Some of you may have noticed changes taking place this year in the Walled Garden, which have been undertaken to house some special new residents! The campus is now home to three honeybee colonies, with around 50,000 bees per hive, housed within a special apiary (or bee yard) at the back of the Harris Garden.
The Harris Bee Garden Project began last year through a generous donation from the Annual Fund allowing us to create our apiary with the addition of a new bee shed. The beekeeping team, consisting of Helen Dominick, Julia Janes, Mark Fellowes and Becky Thomas, took part in beekeeper training over winter with the Reading and District Beekeepers Association getting us ready for our new arrivals.
The aims of the project were to develop a new teaching and outreach resource for the School of Biological Sciences.
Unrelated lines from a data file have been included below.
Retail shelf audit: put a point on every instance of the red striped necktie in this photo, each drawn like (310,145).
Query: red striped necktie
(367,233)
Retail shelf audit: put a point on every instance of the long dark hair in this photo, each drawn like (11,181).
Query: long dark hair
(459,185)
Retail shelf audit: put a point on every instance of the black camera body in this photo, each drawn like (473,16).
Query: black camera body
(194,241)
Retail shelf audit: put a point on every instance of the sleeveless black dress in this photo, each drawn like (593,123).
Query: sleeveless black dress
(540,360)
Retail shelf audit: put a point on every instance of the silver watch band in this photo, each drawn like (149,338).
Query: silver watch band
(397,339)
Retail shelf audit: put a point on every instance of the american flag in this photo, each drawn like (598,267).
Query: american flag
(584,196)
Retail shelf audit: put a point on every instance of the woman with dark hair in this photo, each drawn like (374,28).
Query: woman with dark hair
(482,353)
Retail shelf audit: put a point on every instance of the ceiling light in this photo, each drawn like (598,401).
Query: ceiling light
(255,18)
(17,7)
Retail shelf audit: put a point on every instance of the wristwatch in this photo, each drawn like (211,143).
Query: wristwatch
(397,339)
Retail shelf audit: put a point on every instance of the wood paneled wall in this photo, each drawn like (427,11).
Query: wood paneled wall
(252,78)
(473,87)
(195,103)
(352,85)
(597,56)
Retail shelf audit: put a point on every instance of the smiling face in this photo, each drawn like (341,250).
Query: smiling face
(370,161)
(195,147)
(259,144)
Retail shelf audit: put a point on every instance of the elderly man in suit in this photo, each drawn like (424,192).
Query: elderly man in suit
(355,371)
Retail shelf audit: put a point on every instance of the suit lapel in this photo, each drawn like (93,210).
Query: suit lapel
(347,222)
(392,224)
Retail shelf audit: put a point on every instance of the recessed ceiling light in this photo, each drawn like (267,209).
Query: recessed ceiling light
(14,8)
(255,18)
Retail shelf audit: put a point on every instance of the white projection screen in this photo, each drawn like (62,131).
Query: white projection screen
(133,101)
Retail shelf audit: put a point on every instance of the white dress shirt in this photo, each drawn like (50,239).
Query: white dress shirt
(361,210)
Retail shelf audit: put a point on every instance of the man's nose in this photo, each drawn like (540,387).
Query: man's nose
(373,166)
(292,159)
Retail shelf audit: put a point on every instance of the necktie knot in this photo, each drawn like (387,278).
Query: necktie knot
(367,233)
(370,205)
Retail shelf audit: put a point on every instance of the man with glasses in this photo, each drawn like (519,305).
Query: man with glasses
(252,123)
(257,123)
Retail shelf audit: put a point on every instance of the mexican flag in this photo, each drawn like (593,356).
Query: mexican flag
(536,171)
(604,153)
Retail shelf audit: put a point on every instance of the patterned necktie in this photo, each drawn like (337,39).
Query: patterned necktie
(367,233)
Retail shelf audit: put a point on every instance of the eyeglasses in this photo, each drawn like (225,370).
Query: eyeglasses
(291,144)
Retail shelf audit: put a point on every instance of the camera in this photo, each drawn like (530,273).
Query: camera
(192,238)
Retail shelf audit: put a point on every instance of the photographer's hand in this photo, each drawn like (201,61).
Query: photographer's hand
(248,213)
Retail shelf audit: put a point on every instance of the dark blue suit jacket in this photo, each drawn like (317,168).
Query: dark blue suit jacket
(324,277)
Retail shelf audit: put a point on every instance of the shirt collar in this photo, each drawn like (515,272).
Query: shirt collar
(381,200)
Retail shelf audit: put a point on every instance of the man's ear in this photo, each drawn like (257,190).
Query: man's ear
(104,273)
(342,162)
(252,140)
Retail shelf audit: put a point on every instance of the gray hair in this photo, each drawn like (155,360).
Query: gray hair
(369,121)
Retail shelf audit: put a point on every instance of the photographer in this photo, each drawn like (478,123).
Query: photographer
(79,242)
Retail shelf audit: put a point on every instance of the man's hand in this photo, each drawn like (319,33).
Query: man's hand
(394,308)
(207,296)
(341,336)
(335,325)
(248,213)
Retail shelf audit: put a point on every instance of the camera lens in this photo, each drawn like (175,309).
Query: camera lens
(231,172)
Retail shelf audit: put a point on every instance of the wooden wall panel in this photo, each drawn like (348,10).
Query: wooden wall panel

Honey bees are a fascinating educational resource, existing in huge colonies containing thousands of female workers, contributing a vital service to the UK economy by pollinating many of our crops. They’re the only insect which produces food eaten by people, up to 27kg per hive in a good year and they fly 1½ times round the world to make just 1lb of honey! They have also suffered in recent years, from wide usage of insecticides like neonicotinoids in our countryside, to the deadly Deformed Wing Virus transmitted by the varroa mite and general loss of foraging habitat; bees are having a hard time.
Our new bees are settling into their homes nicely, and although it hasn’t all gone smoothly, we have started the process of extracting honey from our hives and we were so excited to taste our first honey crop. If we are able to get our colonies through the winter, then we’ll start using the bees for teaching and outreach activities in the spring and we are also planning an Open Day event so people can come and see what we have been up to.